The Model Context Protocol (MCP) is an open standard, originally developed by Anthropic, that defines how AI agents discover and invoke external tools. It provides a universal interface -- comparable to USB-C for hardware -- that lets any AI model connect to any capability through a consistent JSON-RPC transport layer, eliminating the need for framework-specific tool integrations.
MCP uses a client-server architecture. An MCP server advertises its capabilities by responding to a tools/list request with JSON schemas describing each tool's name, description, and typed input parameters. The MCP client (the AI agent or host application) discovers available servers, fetches their tool lists, presents the schemas to the language model, and routes tool invocations to the correct server. Communication happens over stdio for local tools or HTTP with Server-Sent Events (SSE) for remote services.
MCP defines three transport mechanisms: stdio (lowest latency, for local subprocesses), HTTP+SSE (for remote services and team-shared servers), and Streamable HTTP (for high-throughput production workloads with connection pooling).

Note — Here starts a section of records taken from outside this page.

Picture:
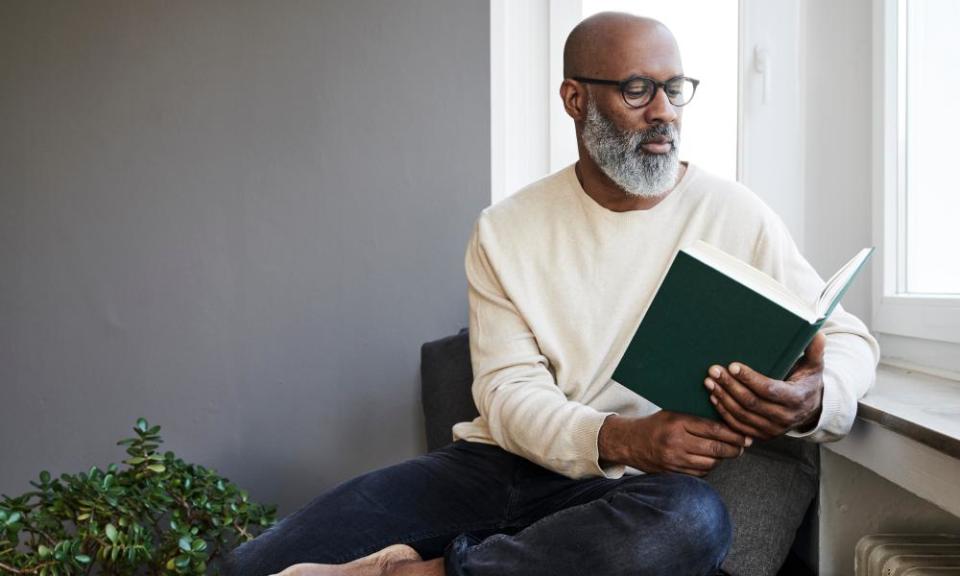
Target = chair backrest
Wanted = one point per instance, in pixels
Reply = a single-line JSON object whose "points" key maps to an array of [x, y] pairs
{"points": [[446, 378]]}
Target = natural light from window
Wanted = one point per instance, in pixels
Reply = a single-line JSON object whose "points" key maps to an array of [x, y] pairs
{"points": [[707, 32], [932, 124]]}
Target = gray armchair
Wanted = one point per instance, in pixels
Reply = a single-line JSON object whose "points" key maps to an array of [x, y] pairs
{"points": [[769, 490]]}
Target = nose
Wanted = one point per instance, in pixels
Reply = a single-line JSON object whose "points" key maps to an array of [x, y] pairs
{"points": [[660, 110]]}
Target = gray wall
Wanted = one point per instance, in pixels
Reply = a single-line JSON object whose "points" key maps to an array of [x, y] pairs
{"points": [[238, 219]]}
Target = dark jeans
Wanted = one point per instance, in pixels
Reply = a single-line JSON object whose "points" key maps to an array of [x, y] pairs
{"points": [[487, 511]]}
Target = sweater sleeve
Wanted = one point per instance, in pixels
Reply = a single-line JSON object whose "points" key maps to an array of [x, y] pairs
{"points": [[851, 353], [514, 387]]}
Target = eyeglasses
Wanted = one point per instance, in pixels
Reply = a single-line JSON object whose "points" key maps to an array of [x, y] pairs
{"points": [[638, 91]]}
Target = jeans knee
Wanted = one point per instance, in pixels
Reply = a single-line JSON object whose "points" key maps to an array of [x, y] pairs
{"points": [[700, 518]]}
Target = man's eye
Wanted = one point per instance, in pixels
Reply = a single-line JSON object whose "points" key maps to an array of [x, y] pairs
{"points": [[636, 92]]}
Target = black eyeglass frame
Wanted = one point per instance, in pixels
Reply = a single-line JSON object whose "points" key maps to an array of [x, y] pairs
{"points": [[622, 84]]}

The protocol uses JSON-RPC 2.0 for message formatting. Servers can expose tools (callable functions), resources (readable data), and prompts (reusable templates). As of early 2026, the ecosystem includes over 10,000 public servers and the SDK sees over 90 million monthly downloads.
Most MCP servers today expose text-based tools: file reads, database queries, web searches. But 80-90% of enterprise data is unstructured -- video, images, audio, documents. Multimodal MCP servers bridge this gap by exposing tools like semantic video search, image classification, audio transcription, and brand detection. These tools give AI agents perception over the physical world, enabling use cases like media asset management, brand safety monitoring, compliance review, and visual product search.